The U.S. Navy has sought a way to grow its fleet for the last 5 years, but is struggling to find a way that doesn’t include paying more money. A single U.S. Navy Arleigh Burke-class guided missile destroyer, for example, is equipped with one 5-inch gun, 96 missile silos, two helicopters, and a radar capable of tracking targets ranging from sea-skimming cruise missiles to ballistic missile warheads in low-Earth orbit.

A Burke-class ship, like the newly commissioned USS Delbert Black, is one of the most capable warships ever built, but each one costs a hefty $1.8 billion.

Fortunately for the Navy, the robotic revolution that swept the Pentagon after the attacks on 9/11 is now reaching the world of surface ships. In 2019, the Navy’s uncrewed Sea Hunter ship drone sailed autonomously from San Diego to Hawaii and back, proving it can handle long-distance, open-ocean voyages. The Navy is betting that unmanned warships, equipped to function as sub chasers, radar pickets, and floating magazines, are the way forward.

Photo credit: U.S. Navy photo by Mass Communication Specialist 1st Class Sarah Villegas
Photo credit: U.S. Navy photo by Mass Communication Specialist 1st Class Sarah Villegas

An unmanned ship can’t begin to match a destroyers like the USS Delbert Black, but not every warship needs to be a Delbert Black. An unmanned ship could carry weapons and sensors for much less, extending a task force’s detection range and increasing its collective number of missile silos. Other ships might be lightly or optionally manned, with humans only embarked for specific tasks.

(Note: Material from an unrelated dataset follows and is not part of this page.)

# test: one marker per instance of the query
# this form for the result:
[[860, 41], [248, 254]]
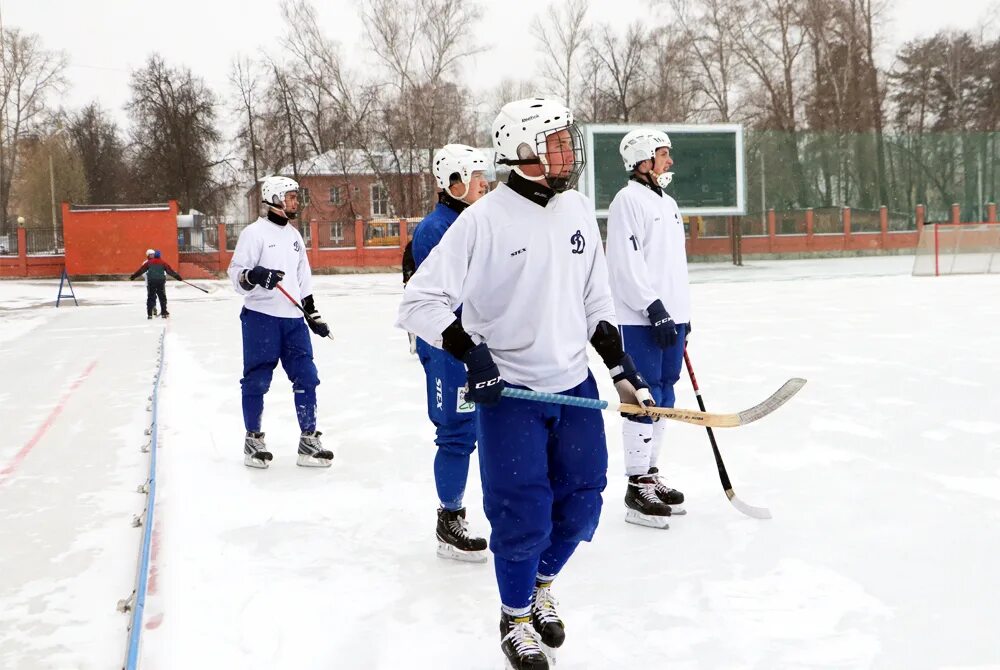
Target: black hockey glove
[[485, 382], [632, 388], [263, 277], [664, 329], [315, 321]]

The push for unmanned ships also reflects the hard reality for budget planners that the Navy spends almost as much on personnel as it does buying ships and aircraft. The Navy requested $207.1 billion for 2021, asking $57.2 billion for new equipment and $55 billion for for the people to operate it. Those two numbers typically go hand in hand, though unmanned ships and aircraft promise to change that.

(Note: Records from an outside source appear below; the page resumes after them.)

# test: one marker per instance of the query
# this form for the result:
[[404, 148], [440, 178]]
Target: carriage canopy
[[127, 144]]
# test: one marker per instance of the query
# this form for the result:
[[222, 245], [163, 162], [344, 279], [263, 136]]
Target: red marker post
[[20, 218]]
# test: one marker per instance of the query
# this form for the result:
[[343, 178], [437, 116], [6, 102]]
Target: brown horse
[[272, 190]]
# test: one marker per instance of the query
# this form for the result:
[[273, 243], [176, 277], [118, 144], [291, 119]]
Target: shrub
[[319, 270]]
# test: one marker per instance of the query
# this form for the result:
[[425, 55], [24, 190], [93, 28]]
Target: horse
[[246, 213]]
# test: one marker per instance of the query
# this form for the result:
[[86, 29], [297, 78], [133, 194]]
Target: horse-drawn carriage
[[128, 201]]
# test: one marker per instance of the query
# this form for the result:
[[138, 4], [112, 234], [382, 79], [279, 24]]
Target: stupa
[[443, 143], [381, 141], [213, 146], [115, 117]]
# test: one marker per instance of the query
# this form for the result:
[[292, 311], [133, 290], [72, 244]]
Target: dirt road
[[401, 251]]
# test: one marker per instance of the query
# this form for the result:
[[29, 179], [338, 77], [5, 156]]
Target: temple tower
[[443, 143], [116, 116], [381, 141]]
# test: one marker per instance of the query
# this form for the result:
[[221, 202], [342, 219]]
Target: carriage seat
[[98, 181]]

📚 Read Up: The Best Military History Books



Ultimately, the key to boosting the Navy isn’t just buying more ships—it’s buying more ships while adding as few sailors to crew them as possible.

Photo credit: rustycloud/Boeing
Photo credit: rustycloud/Boeing

All of the proposals lean heavily on unmanned ships, recommending between 65 and 87 large unmanned surface ships (LUSVs). These are described as about the size of naval corvettes, or between 1,000 to 1,500 tons. Extra large unmanned undersea vessels (XLUUV), like Boeing’s Orca, will likely contribute to the mix, augmenting America’s attack submarine fleet.

Is the U.S. Navy placing too much faith in unmanned vessels? In the 2010s, the service decided that small Littoral Combat Ships (LCS) and the Zumwalt-class stealth destroyers were the future. In both cases, the Navy bought into technological hype only to become bogged down with expensive delays and cost overruns. Ten years later, the LCS class is generally regarded as a failure, and the Navy will build only three of a planned 32 Zumwalts.

If unmanned warships run into rough waters, it could imperil the Navy’s entire effort to grow the fleet.